Nel quinto capitolo de “I Fratelli Karamazov” ritroviamo un brano da brividi, che vale ancor più oggi, viste le immagini di guerra e di dolore.
Parlo di un notissimo scambio di battute che tocca la domanda sul senso del male, della sofferenza, del dolore.
Ma non del male in senso generale.
Qui il tema è la “sofferenza inutile”, quella che tocca i bambini, cioè gli innocenti per antonomasia.
Nel dialogo fra Ivan e Alesha, Dostoevskij fa dire ad Ivan: “Io non parlo delle sofferenze degli adulti, loro hanno mangiato il frutto proibito e se ne vadano pure al diavolo, che il diavolo se li porti tutti quanti, ma i bambini, i bambini… Però i bambini: come la mettiamo con i bambini?”.
Noi adulti, cioè, siamo tutti, in diversa misura, corresponsabili della vita di tutti, ma i nostri bambini no, loro sono ancora, ha voluto insistere lo scrittore russo, puri, cioè non inquinati, per così dire, dai pregiudizi, dalle degenerazioni sociali.
Il tema da brividi, dunque, ci coinvolge tutti: perché è stato possibile, perché ancora avviene che gli innocenti siano toccati dal male, da tutte le forme di male?
Se poi a ribadire questa verità è un russo, un grande della letteratura non solo russa, ma di tutta la storia della letteratura, la cosa ci fa dire come sia possibile che gli stessi russi possano restare indifferenti alle immagini della guerra, compresa la morte di tanti bambini. Ovviamente, non solo di questa guerra ma di tutte le guerre e violenze.
Per cui sconcerta la decisione presa dall’Università Bicocca di Milano di chiudere, per ragioni, diciamo così, di opportunità, un corso su Dostoevskij di Paolo Neri, di cui ricordo una sua biografia sul grande russo uscita da Mondadori solo pochi mesi fa. Una decisione quasi subito poi ritrattata, vista la grande reazione di protesta.
Anche perché, se c’è un profeta inascoltato del nostro tempo è proprio Dostoevskij.
Il quale ci ha insegnato e testimoniato, nel suo complicato percorso di vita, che la salute dell’anima viene prima degli accadimenti storici e naturali, e che l’inclinazione verso il male nasce dentro di noi prima di esplodere fuori di noi.
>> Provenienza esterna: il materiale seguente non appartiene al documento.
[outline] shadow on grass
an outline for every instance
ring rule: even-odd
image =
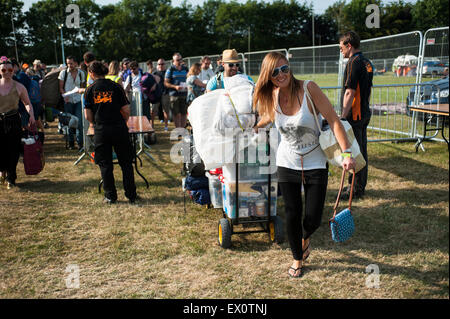
[[[17,183],[21,190],[33,193],[85,194],[86,188],[98,189],[98,179],[84,181],[51,181],[46,178],[33,182]]]
[[[370,273],[366,273],[365,268],[371,264],[376,264],[379,268],[379,274],[380,274],[380,288],[383,288],[384,280],[386,275],[393,276],[393,277],[401,277],[404,278],[404,280],[415,280],[420,281],[424,286],[427,286],[427,291],[424,291],[423,288],[420,288],[420,295],[421,296],[436,296],[436,294],[447,296],[448,295],[448,262],[446,264],[436,265],[433,269],[430,269],[427,267],[427,269],[414,267],[414,266],[400,266],[400,265],[392,265],[387,263],[382,263],[374,260],[370,260],[364,257],[357,256],[356,254],[347,251],[347,250],[337,250],[341,253],[343,253],[346,257],[345,258],[338,258],[334,259],[333,263],[344,263],[348,264],[349,266],[346,267],[345,265],[342,266],[317,266],[314,264],[307,263],[305,265],[305,274],[307,274],[309,271],[314,270],[330,270],[333,273],[339,273],[342,271],[345,272],[353,272],[356,274],[363,273],[364,281],[362,283],[365,283],[366,276],[368,276]],[[361,265],[361,267],[354,267],[352,265]],[[447,278],[447,281],[444,281],[444,279]],[[395,279],[390,279],[395,280]],[[390,283],[388,283],[390,285]],[[410,291],[410,296],[405,296],[407,298],[417,298],[417,291],[414,289],[414,291]]]
[[[180,164],[180,169],[176,171],[178,176],[175,178],[169,172],[167,172],[161,165],[159,165],[157,162],[149,161],[149,163],[151,163],[151,165],[154,168],[156,168],[158,171],[160,171],[166,177],[166,179],[170,180],[171,185],[181,185],[181,176],[180,176],[181,164]]]
[[[168,204],[170,204],[170,202],[183,204],[183,192],[181,191],[181,188],[180,188],[179,195],[171,195],[171,196],[156,195],[156,196],[152,196],[151,199],[147,200],[147,202],[149,204],[154,204],[154,205],[168,205]],[[189,202],[192,202],[192,200],[186,195],[186,212],[187,213],[189,212],[189,208],[188,208]]]
[[[389,159],[369,157],[369,166],[388,171],[398,177],[412,180],[418,184],[448,182],[448,170],[419,162],[408,157],[393,156]]]

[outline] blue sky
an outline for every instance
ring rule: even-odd
[[[38,2],[38,0],[22,0],[22,1],[24,3],[24,7],[23,8],[24,8],[25,11],[28,10],[28,8],[31,6],[31,4],[33,4],[35,2]],[[349,0],[347,0],[347,1],[349,2]],[[97,4],[100,4],[100,5],[105,5],[105,4],[117,3],[117,2],[120,2],[120,1],[119,0],[95,0],[95,2]],[[172,5],[178,6],[182,2],[183,2],[182,0],[172,0]],[[204,2],[204,0],[190,0],[190,1],[187,1],[187,2],[189,2],[189,3],[191,3],[192,5],[195,6],[195,5],[199,5],[199,4],[201,5]],[[237,0],[237,2],[245,3],[245,2],[247,2],[247,0]],[[314,1],[312,1],[312,0],[307,0],[307,1],[300,0],[300,2],[307,2],[307,3],[313,2],[314,3],[314,12],[317,13],[317,14],[321,14],[321,13],[324,13],[325,10],[330,5],[335,3],[336,0],[314,0]],[[390,2],[390,1],[383,1],[383,2],[387,3],[387,2]],[[416,0],[406,0],[406,2],[414,3],[414,2],[416,2]]]

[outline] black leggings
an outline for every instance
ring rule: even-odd
[[[327,192],[328,170],[305,171],[304,177],[304,218],[302,216],[301,177],[296,182],[279,182],[286,211],[286,230],[289,245],[295,260],[302,260],[303,258],[302,238],[308,239],[319,228],[322,221],[325,195]]]
[[[15,184],[16,167],[22,149],[22,126],[19,113],[0,116],[0,171],[6,171],[6,181]]]

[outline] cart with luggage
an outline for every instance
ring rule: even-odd
[[[265,148],[270,159],[268,143]],[[222,167],[221,175],[207,174],[211,203],[214,208],[222,209],[223,213],[217,227],[218,243],[222,248],[231,247],[234,234],[267,233],[271,242],[284,241],[283,222],[276,215],[276,175],[267,174],[270,160],[262,164],[256,158],[252,163],[249,152],[250,148],[244,148],[243,160],[240,161],[237,155],[234,163]],[[237,150],[236,154],[239,154]],[[238,225],[243,228],[256,226],[258,229],[238,231]]]

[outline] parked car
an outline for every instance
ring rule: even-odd
[[[420,86],[419,105],[424,104],[448,104],[448,75],[444,78],[424,82],[427,85]],[[429,84],[429,85],[428,85]],[[439,90],[438,90],[439,88]],[[416,87],[413,86],[409,90],[406,97],[406,114],[411,116],[412,112],[409,107],[414,104],[414,93]]]
[[[441,61],[425,61],[423,62],[423,76],[438,76],[444,74],[445,65]]]

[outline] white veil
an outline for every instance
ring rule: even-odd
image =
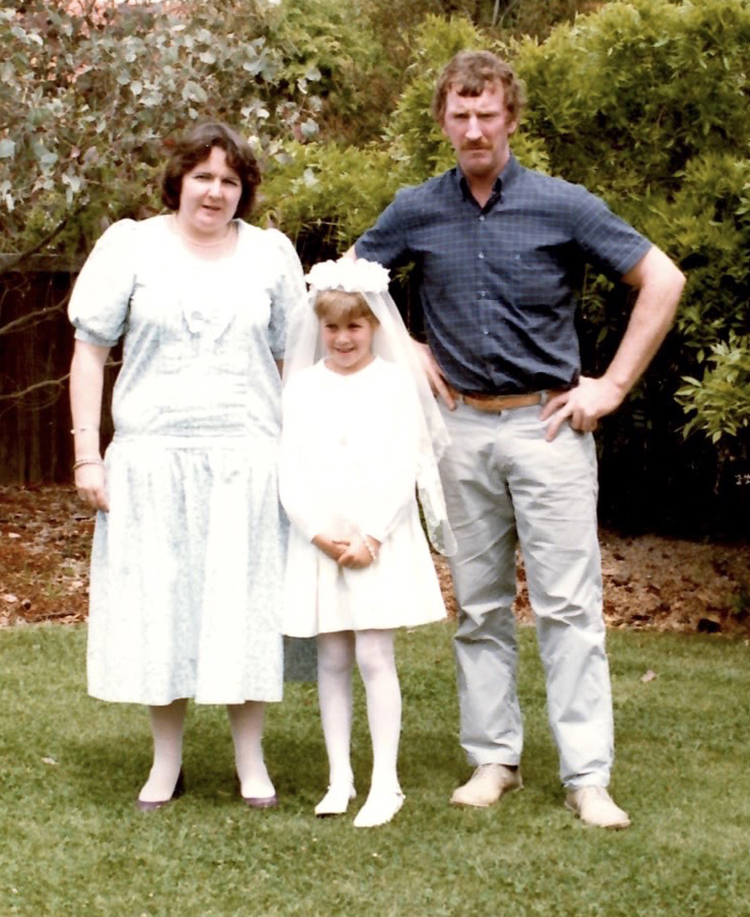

E nasce dentro di noi quando l’ego, fatto di istinto e di volontà, diventa l’unica risorsa, l’unico senso della vita, di contro all’altro, agli altri, al “noi”.
L’enigma della “sofferenza inutile”, cioè del male, può trovare una qualche soluzione, una qualche via di salvezza?
Per lo scrittore russo non c’è soluzione, se ci limitiamo alla sola ragione, la quale è chiamata a costruire la nostra buona volontà.
La ragione, per lui, è necessaria, ma non sufficiente. Perché risolvere il male in funzione del bene, come in molti nella storia del pensiero hanno riflettuto, non dice tutto del male, considerandolo solo strumentale. Il male, cioè, resta un mistero.
Ed il mistero, sempre per Dostoevskij, lo possiamo sciogliere, e quindi in qualche modo comprendere, solo richiamando la croce di Cristo.
Ed il silenzio di Dio di fronte al male non è lo stesso silenzio di chi si dimostra insensibile alle sofferenze umane, bensì è l’opposto, come ci mostra Cristo, con la sua assunzione su di sé del mistero del male. Senza la croce non ci può essere alcuna espiazione e perdono, cioè l’invocazione di Dio misericordia.